Winter is just around the corner, which means snow plows will soon be back in action. A few best practices will help you plow as efficiently as possible, even as snow continues to fall.
Before it snows, survey the property you’ll be plowing to check for obstacles—such as speed bumps, curbs, sidewalks, shrubs, fire hydrants and fences—that may become hidden by fallen snow. When plowing in dirt or gravel, lower the plow shoes. This will raise the blade to prevent scraping away the surface. When plowing on asphalt or concrete, raise or remove the plow shoes to scrape as close to the surface as possible.
If a significant amount of snow is expected, plow with the storm rather than let snow accumulate.
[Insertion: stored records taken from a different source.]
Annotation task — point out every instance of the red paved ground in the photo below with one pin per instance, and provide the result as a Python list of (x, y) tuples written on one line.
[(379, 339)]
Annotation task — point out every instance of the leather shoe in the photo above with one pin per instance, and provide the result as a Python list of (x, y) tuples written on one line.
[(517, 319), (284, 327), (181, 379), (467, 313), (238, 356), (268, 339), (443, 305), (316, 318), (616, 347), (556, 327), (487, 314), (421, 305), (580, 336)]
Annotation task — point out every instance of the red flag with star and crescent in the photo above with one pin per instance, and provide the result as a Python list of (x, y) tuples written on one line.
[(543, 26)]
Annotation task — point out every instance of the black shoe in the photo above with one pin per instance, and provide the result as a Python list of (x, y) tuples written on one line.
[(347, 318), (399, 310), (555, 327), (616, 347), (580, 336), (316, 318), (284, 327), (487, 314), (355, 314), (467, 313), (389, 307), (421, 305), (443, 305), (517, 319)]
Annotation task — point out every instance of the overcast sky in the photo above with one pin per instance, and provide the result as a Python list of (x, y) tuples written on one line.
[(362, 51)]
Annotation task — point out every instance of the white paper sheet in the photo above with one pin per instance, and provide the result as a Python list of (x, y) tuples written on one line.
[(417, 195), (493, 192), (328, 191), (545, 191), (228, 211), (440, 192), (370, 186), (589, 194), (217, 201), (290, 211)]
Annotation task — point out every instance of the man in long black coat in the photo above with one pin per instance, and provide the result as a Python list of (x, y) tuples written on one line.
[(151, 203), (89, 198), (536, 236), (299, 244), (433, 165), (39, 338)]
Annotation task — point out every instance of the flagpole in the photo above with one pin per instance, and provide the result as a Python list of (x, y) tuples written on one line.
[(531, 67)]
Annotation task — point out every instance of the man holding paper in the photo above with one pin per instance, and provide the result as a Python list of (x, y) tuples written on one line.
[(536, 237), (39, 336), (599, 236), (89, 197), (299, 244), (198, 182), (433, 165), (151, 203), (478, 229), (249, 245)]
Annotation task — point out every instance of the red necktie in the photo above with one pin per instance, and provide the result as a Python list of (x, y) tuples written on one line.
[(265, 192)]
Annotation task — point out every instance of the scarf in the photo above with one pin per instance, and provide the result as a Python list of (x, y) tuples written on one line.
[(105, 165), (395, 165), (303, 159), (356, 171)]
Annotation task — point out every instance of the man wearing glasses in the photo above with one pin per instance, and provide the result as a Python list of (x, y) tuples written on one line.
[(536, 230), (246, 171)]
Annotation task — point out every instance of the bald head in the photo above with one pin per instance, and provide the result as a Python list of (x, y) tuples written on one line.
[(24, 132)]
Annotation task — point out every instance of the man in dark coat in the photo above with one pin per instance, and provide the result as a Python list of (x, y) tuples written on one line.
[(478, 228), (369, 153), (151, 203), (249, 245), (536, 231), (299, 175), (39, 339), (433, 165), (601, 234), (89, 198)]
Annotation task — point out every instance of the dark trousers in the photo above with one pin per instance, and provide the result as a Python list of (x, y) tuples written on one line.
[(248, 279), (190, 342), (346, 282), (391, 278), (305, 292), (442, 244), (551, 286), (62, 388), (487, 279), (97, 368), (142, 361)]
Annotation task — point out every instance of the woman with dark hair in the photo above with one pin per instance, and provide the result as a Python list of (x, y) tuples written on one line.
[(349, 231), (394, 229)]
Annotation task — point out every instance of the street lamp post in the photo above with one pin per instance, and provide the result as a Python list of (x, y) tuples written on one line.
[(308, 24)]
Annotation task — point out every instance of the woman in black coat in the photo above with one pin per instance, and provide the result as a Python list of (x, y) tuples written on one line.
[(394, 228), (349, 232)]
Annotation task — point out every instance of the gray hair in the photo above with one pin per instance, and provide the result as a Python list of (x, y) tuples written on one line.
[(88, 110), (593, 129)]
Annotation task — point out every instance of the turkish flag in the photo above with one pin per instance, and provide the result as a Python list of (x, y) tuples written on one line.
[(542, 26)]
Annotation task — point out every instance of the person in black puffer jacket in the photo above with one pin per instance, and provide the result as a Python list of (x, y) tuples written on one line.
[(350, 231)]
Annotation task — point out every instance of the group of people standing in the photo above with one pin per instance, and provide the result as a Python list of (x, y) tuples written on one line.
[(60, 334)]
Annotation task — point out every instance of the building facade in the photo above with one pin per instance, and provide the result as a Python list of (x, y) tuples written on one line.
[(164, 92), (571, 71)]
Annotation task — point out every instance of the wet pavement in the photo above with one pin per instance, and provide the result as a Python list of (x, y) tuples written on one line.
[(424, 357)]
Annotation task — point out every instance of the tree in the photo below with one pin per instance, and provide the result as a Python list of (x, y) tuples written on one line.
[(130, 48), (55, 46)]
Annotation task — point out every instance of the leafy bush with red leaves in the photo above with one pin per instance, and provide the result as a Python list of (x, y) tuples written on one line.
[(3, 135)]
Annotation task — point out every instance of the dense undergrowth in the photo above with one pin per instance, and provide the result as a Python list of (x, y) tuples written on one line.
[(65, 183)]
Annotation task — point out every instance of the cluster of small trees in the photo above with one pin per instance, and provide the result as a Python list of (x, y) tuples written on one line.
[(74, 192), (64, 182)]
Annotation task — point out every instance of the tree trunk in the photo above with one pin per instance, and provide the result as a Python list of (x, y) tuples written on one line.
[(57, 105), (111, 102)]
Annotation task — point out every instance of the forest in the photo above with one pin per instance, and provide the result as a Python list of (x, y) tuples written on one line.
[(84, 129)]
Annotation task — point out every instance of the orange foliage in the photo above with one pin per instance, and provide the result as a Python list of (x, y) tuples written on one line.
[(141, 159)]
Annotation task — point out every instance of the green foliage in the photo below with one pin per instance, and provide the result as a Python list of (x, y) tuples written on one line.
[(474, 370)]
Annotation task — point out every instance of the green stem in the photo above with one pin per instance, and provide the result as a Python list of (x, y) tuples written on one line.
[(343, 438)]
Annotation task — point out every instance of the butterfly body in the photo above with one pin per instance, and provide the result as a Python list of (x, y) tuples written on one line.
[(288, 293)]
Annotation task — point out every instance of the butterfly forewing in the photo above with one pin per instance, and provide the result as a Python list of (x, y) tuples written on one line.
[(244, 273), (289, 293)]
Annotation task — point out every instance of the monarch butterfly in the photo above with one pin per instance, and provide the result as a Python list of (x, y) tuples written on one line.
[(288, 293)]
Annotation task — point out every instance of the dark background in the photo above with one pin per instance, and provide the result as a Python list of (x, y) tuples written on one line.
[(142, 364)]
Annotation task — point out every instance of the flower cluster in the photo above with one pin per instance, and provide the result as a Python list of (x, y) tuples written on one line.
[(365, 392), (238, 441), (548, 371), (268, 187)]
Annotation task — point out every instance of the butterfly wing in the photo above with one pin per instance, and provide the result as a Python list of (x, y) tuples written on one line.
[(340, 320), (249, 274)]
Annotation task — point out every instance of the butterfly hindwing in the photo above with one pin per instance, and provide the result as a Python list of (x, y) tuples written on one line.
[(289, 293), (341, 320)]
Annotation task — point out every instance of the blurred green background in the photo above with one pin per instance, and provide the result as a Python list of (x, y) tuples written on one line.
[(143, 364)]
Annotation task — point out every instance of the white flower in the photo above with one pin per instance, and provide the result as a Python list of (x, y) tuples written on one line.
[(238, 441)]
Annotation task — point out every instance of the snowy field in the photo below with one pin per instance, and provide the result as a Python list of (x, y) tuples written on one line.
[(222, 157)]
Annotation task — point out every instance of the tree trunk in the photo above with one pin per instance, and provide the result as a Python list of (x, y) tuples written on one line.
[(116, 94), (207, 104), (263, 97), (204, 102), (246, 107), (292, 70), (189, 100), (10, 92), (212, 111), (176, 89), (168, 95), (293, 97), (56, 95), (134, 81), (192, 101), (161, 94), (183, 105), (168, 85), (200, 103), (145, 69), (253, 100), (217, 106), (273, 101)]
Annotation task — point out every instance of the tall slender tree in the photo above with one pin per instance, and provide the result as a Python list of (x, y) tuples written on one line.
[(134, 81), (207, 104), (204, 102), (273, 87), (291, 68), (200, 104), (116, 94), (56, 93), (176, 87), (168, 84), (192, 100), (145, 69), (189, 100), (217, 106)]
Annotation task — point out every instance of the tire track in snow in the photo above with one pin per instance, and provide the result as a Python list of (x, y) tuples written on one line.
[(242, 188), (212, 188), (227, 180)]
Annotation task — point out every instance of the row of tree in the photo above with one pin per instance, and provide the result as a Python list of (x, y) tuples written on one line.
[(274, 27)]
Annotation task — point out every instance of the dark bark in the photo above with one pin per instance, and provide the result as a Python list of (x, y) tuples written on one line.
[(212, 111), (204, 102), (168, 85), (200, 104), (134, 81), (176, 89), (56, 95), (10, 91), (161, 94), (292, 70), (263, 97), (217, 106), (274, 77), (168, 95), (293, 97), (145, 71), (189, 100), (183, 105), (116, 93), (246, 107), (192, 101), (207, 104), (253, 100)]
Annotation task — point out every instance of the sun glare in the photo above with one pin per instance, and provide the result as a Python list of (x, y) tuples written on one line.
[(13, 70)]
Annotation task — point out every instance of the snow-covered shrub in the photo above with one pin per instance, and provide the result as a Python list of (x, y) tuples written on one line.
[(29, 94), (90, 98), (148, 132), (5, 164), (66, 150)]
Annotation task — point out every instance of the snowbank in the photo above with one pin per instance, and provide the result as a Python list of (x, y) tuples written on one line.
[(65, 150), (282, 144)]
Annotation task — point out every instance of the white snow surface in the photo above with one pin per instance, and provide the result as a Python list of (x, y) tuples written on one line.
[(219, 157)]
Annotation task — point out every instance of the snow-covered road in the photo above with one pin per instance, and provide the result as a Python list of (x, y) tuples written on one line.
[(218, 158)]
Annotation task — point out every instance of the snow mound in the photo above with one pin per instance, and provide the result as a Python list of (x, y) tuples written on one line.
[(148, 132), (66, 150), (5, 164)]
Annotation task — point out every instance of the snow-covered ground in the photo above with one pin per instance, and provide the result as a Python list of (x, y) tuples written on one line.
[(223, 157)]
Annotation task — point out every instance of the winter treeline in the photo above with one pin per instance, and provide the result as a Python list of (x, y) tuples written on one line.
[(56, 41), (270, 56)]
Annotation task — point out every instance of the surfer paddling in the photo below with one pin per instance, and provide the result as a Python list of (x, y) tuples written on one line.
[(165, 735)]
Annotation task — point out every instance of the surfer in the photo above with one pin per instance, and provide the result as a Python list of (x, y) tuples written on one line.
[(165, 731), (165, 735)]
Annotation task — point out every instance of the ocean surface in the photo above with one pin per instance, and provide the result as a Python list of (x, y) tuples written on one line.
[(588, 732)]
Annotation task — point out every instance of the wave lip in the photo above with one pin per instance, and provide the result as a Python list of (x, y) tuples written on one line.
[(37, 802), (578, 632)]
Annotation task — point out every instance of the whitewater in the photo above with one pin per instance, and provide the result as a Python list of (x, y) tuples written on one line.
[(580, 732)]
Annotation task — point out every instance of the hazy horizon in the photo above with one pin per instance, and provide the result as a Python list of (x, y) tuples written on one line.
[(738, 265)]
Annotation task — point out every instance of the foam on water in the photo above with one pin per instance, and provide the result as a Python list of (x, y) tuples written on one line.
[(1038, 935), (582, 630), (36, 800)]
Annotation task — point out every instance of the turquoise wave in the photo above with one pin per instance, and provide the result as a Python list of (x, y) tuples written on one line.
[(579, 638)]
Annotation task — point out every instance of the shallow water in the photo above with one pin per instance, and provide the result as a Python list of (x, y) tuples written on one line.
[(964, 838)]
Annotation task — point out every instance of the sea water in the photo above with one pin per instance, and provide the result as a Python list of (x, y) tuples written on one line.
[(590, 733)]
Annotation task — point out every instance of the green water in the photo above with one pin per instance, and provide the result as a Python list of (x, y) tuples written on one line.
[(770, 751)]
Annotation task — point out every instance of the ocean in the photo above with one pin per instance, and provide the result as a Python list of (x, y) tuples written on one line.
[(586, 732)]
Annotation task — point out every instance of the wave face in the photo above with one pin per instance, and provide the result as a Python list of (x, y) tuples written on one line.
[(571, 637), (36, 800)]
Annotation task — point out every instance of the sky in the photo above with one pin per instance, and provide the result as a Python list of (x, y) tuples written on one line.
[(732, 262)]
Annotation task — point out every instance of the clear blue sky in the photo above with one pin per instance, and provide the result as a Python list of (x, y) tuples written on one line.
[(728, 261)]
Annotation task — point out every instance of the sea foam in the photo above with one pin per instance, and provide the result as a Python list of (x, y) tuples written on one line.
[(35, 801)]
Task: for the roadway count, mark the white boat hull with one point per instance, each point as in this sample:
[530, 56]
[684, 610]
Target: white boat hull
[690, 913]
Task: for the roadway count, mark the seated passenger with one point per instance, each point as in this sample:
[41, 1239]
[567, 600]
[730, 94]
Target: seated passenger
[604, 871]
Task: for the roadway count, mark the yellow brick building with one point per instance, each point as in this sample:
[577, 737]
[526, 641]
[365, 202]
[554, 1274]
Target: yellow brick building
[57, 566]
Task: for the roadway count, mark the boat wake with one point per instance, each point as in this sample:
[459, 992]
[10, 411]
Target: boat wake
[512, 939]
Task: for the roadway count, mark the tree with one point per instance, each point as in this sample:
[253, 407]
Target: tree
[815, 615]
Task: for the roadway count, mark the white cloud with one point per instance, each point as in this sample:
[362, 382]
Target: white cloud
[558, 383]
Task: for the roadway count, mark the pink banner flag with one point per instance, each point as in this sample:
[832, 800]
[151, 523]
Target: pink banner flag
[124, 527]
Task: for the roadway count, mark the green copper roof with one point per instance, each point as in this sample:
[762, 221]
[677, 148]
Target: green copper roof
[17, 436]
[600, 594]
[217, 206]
Never pile snow on someone else’s property, on streets or sidewalks, in handicap parking spaces, or on top of any structures. Be sure not to impede mailboxes, dumpsters, water drains, electrical boxes or fire hydrants. Never push snow across a road without first checking the local regulations. Be aware of federal requirements for front and rear weight distribution and make sure your vehicle has the proper amount of ballast. Ballast should be placed rearward of the back axle toward the tailgate of the vehicle, and should be properly secured.
Follow the steps at right to effectively plow a parking lot.
Plow areas in front of buildings and doors first. With the plow blade raised and in the straight position, drive up to the building, drop the blade and pull the snow away from the building. Turn your vehicle around, back into the cleared area, and push the snow to the far outer edges of the lot.
After back dragging snow away from the building, start plowing the lot. Make a pass down the center of the lot, and then push snow to the outer edges. In large lots it may be best to break down the lot into smaller areas. Pile snow downwind to minimize drifting.
Once the majority of the snow is removed from the lot, do cleanup work. Start by plowing next to curbs. Be sure to square off corners where possible, and don’t leave trails of snow behind.